Thursday, October 16, 2003

"To the Wizard of Oz. The old apartment you left remains hollow save for warped vinyl 45s and a rusty phonograph. There was a sin committed here. The sour note of all promised things now empty and unfulfilled. Tell me, sorcerer. . . do you even understand what you've done? Do you believe in death magic?"

Vignette: Dead Air at Six

The cup cried off the excess coffee, sending Lenny back to the real world. He had been thinking too much, he realized, noting the way his temple veins often twitched from too much brain activity.

He picked up the remote and silenced the television; he was not in the mood for the blather of caffeine-drugged morning show hosts. Rather, he focused on the nature-fresh twittering of larks outside the kitchen window, and took a moment to sheild himself from the rest of reality.

Two seconds later, there came the deafening clanging of church bells. It was the phone.

Sipping extra coffee from his brimming cup, Lenny checked the clock as he picked up the receiver. God, who’d call at six in the fuckin’ morning?

Lenny’s voice crawled off his tongue like the living dead. “Huhllow…Whoozz you?”

“Hey, Lenny. How’re you doin’?”

Lenny felt his eyebags burst as baritoned words stabbed his eardrums. He took a wheezy breath and spewed zombies. “Greg, it’s six in the morning. Unless you’re gonna tell me that the apocalypse’ll start in five minutes, I’m gonna have to put the phone down.”
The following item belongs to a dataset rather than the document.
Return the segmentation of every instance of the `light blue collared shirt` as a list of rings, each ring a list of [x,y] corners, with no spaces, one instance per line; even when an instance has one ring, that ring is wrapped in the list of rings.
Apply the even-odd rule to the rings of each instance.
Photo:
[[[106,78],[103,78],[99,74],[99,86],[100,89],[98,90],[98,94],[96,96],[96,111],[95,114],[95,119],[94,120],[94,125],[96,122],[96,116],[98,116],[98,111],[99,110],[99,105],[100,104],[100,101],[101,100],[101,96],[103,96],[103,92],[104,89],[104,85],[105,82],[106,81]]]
“How are you?” Greg repeated, tentative.

Lenny discovered that it was difficult being lethargic and hysterical at the same time. “Why are you calling me, you lecherous twat?”

“I’m sorry, Lenny,” Greg answered. “I guess this isn’t the right time. You can put the phone down now.”

(No, Lenny thought, you won’t get me this time, you psychotic double-crossing pathological liar! I’m not hanging up the goddamn phone on you! You break my morning ritual without any consideration for my need for order and security, and now you’re coddling me to act like a barbarian by hanging up on you?! Fuck you, Greg! I’ll kill you!)

“Hang up first, Greg,” Lenny muttered. “You left me, remember? For old time’s sake.”

Larks twittered. The clock burped tick-tocks. Lenny stared off, half-awake, half-lost, the cold plastic of the receiver pushing against his ear, waiting for baritones. He failed to note his cup, now tilted in his grasp, crying steaming black tears onto cold parquet.

Five minutes later, a dry click.

No goodbyes. Just a click. Then the death of air. Lenny saw the pool of black on the floor, and found his cup near empty. He downed what was left in one gulp, isolating the bitter taste, not bothering to swirl it on his tongue like he’d usually do. No more of that. Get it over with.

Then his heart stopped. “Damn,” Lenny whispered. “He did it again.”